In terms of demand seasonality, Dobre says May is an average month and notes that the acceleration is consistent with Deere & Co.’s prior commentary calling for growth pick-up on already booked orders. However, some headwinds still remain, he says, including grain prices that are off their late-May highs and trade uncertainty.
4WD tractor sales increased 8.3% year-over-year in May following the 12.5% decrease in April. U.S. dealer inventories of 4WD tractors were down 13% year-over-year in April. John Deere’s 4WD tractor retail sales were lower than the industry average and were down double digits.
Row-crop tractor sales were up 18% year-over-year after a 3% decline in April. U.S. row-crop tractor inventories were down slightly (less than –1%) year-over-year in April. Deere’s retail sales for row-crop tractors in May were flat.
Combine sales increased 21.5% in May following a 40.7% increase in April. U.S. combine inventories improved 1% year-over-year in April. John Deere retail sales for combines were strong and were up more than the industry average in May.
Machinery Values More than Double Over 10 Years
A new report from the Illinois Farm Business Farm Management Assn. and the Department of Agriculture and Consumer Economics at the University of Illinois shows that average machinery values on a 1,000 acre farms in Illinois more than doubled from 2006 to 2016.
In 2006, a farmer who had 1,000 acres on average would have about $300,000 worth of machinery. By 2016, that same size farmer was averaging about $650,000 worth of machinery. That represents an increase of about 124% in 10 years.
Farmers with 2,000 acres saw an even greater increase in machinery values over the same period. Machinery values increased about 140% from 2006 to 2016 for these farmers.
According to the report, the smaller acreage farms had the largest increase in machinery value per acre going from about $280 per acre for a 1,000 acre farm in 2006 to $660 per acre for a 1,000 acre farm in 2016, or a 136% increase. 2006 machinery value on a per acre basis slowly decreased as the total acres on the farm increased.
The authors of the report say, “The increase in machinery values was not only due to the increase in actual value of machinery, but in addition, larger equipment and more technology. More machinery was also being purchased due to the increase in the federal expense election, allowing more of the capital purchase to be deducted as a current expense, if all of the qualifications of this tax law were met.”

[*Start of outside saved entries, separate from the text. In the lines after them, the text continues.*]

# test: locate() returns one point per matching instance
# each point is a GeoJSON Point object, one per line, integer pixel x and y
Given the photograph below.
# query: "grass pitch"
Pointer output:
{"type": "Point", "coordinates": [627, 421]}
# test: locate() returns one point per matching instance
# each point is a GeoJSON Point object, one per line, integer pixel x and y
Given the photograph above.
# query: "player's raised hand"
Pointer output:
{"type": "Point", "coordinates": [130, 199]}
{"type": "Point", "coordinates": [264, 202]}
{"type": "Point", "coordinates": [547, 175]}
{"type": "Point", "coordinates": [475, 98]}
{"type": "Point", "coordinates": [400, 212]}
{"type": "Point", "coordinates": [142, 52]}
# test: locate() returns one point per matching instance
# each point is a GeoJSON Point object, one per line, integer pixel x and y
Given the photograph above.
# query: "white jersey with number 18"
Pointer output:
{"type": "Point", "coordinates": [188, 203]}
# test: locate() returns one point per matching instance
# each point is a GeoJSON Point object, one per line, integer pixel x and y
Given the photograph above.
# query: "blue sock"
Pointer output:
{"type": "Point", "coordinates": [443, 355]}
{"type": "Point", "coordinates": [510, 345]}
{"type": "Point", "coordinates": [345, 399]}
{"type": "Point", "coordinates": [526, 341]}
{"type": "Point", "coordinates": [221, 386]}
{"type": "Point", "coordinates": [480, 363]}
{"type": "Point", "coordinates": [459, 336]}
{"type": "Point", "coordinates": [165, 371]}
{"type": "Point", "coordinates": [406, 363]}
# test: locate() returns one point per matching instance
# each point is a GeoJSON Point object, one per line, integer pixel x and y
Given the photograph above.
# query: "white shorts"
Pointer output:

European Dealer Sentiment Deteriorates
European ag industry trade associations VDMA and CEMA report that the business climate for the agriculture equipment industry deteriorated further in its June survey of dealers. According to the survey results, dealers’ future expectations have become more cautious.
According to the survey, 45% of dealers expect higher turnover in the next 6 months compared to 50% in May and 52% in April. But, 43% of dealers expect turnover to be unchanged.
Overall, respondents were positive about their current business with just 10% viewing their business as either unfavorable or very unfavorable. On the other hand, 46% of respondents rated their business as either good or very good and another 46% rating it as satisfying.
According to the survey, participants expect revenues to be up 5% in 2018 and up 4% in 2019 across the EU.
And now from the Implement & Tractor Archive…
Implement & Tractor Archives
Twenty-five years ago on June 19, 1993, The Rock Island Dispatch-Argus reported that “As J I Case Co. reduces its dealer inventories to better match expected demand, the Racine-based farm equipment manufacturer has found itself in the unusual position of having pre-sold its entire combine production for the year. "Everything we're making has an order," said Joseph DeSarla, general plant manager in East Moline, where Case makes its combines.
CNH closed the East Moline plant in 2004.